The right and left may jostle for position on issues, but once a conventional wisdom forms, journalists latch onto it and that idea tends to dominate the news.
In this environment, there's much value in Kathleen Hall Jamieson's latest book, "Everything You Think You Know About Politics ... And Why You're Wrong." In 220 pages, Jamieson takes on almost every bit of conventional wisdom you've ever heard - campaigns don't matter, negative ads hurt voter turnout - and challenges it with facts and figures. For the most part, she succeeds in debunking myths.
The book begins with a true-or-false quiz that questions the reader's assumptions about politics and states. "Most presidents make a strong effort to keep most of their promises." True. "The quality of general election campaigns has steadily worsened over the years." False.
But even those who ace the quiz will almost certainly learn some things from this book. Jamieson's section on political advertising is particularly instructive - she argues in one chapter that "ad watches" created to evaluate the claims in political ads are sometimes misconstrued by voters as endorsements.
Jamieson also does an excellent job of looking at how political bias in the newsroom affects coverage. Who gets the most positive coverage, it turns out, has little to do with political philosophy and everything to do with front-runner status. There is a sort of Newtonian logic to it: A candidate at rest tends to stay at rest, because coverage shows him as failing.
One serious warning: This is not beach reading. Jamieson, dean of the Annenberg Public Policy Center at the University of Pennsylvania, is an academician and this book is written in that tone and voice.
Actually, much of the book is recycled Annenberg research. There is nothing wrong with republishing important work but not even brevity can save language like: "What is less clear from previous research is whether the overrepresentation of persons of color in problem stories is the result of ethnocentric discursive practices introduced by news professionals or a function of problem behavior as reported to authorities, such as police."

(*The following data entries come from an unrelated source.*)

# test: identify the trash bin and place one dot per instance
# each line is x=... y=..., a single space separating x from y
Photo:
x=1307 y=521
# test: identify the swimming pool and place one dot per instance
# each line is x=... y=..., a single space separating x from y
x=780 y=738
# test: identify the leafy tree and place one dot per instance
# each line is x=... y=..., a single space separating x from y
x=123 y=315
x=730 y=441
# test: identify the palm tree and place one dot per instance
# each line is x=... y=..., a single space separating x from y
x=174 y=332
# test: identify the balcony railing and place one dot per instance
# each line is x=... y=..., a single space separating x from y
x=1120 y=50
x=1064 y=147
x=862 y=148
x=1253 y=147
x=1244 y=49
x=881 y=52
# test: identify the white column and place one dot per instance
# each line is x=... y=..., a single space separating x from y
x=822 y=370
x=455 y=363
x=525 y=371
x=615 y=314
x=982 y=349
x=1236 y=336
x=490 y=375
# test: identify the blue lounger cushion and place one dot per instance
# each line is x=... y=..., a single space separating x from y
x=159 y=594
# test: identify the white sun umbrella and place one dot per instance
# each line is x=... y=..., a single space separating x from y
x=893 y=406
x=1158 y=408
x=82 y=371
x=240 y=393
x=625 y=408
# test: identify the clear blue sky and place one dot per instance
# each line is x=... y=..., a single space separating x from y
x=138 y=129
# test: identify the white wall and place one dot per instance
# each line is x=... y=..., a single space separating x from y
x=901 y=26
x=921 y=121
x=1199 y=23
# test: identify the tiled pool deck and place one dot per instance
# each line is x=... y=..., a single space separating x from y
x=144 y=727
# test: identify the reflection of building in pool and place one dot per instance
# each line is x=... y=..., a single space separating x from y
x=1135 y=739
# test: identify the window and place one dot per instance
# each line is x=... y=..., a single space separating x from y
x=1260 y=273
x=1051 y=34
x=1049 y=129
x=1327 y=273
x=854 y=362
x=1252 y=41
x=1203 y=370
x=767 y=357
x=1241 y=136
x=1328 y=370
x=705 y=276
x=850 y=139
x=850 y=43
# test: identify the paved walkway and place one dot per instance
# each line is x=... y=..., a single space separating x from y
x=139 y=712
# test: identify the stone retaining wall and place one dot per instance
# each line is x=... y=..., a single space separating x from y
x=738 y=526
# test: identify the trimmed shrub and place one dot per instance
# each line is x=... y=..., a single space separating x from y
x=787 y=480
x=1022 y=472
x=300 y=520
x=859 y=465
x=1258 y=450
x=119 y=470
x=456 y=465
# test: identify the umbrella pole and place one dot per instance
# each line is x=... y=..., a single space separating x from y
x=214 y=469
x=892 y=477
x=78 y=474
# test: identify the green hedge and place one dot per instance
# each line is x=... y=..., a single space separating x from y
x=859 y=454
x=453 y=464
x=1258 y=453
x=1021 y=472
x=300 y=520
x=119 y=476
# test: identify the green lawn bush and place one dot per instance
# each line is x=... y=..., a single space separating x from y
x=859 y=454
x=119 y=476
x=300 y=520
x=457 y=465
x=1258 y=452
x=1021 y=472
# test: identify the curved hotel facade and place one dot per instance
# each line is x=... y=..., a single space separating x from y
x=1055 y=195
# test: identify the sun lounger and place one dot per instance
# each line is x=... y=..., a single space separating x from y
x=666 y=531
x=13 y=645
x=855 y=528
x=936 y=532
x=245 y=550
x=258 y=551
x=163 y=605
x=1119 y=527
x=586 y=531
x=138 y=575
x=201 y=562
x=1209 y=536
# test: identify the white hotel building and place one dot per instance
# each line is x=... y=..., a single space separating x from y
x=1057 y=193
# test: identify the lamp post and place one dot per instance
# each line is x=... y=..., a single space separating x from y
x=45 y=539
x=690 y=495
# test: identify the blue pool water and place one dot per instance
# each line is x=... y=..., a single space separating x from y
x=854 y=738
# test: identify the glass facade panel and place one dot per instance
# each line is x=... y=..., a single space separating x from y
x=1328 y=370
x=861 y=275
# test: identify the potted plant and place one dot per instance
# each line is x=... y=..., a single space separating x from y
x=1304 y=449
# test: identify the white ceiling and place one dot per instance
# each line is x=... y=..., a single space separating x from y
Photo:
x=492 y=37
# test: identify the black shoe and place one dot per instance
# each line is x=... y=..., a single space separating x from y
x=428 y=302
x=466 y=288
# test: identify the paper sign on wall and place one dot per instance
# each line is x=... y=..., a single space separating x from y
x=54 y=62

Furthermore, the book's effort to discredit as much conventional wisdom as possible yields some chapters that can't help but create a few "yeah, but...." objections. In one chapter, for instance, Jamieson argues contrary to popular belief that Bill Clinton has done a remarkable job of keeping the majority of his promises. That may be true, but it isn't just keeping promises that matters with voters, it's keeping the promises they remember. Clinton broke two of his biggest - the middle-class tax cut and gays in the military - in his first term.
Not all of the research is good news for those who care about politics. But at the very least there is honest information and, in the endless spin cycle of Washington, that's no small thing.
Dante Chinni writes political commentary for the Monitor from Washington.